Abstract: This work investigates numerical approximations of index 1 stochastic differential algebraic equations (SDAEs) with non-constant singular matrices under non-global Lipschitz conditions. Analyzing the strong convergence rates of numerical solutions in this setting is highly nontrivial, due to both the singularity of the constraint matrix and the superlinear growth of the coefficients. To address these challenges, we develop an approach for establishing mean square convergence rates of numerical methods for SDAEs under global monotonicity conditions.
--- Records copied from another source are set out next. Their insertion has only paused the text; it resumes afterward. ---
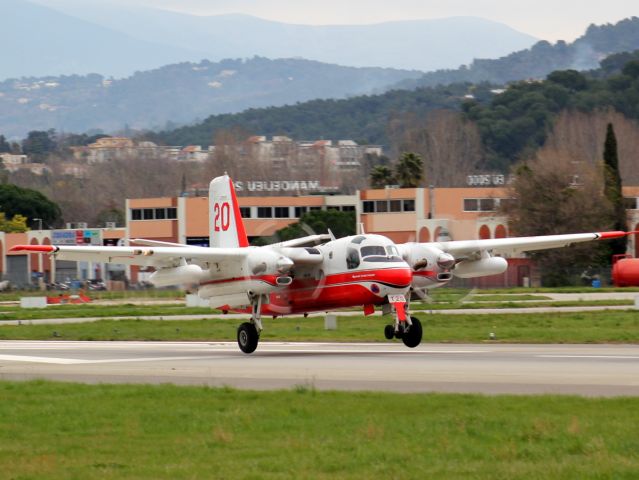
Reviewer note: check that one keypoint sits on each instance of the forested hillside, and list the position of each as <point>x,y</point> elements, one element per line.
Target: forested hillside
<point>363,118</point>
<point>542,58</point>
<point>521,117</point>
<point>510,122</point>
Specifically, we prove that each stochastic theta method with $\theta \in [\frac{1}{2},1]$ achieves a mean square convergence rate of order $\frac{1}{2}$. Theoretical findings are further validated through a series of numerical experiments. Show Chinese abstract

Abstract: 这项工作研究了在非全局利普希茨条件下，具有非常数奇异矩阵的索引1随机微分代数方程（SDAEs）的数值逼近。 在这种情况下分析数值解的强收敛率是非常困难的，这是由于约束矩阵的奇异性以及系数的超线性增长。 为了解决这些挑战，我们开发了一种方法，在全局单调性条件下建立SDAEs数值方法的均方收敛率。 具体而言，我们证明了每个带有$\theta \in [\frac{1}{2},1]$的随机θ方法可达到阶数为$\frac{1}{2}$的均方收敛率。 理论结果通过一系列数值实验进一步验证。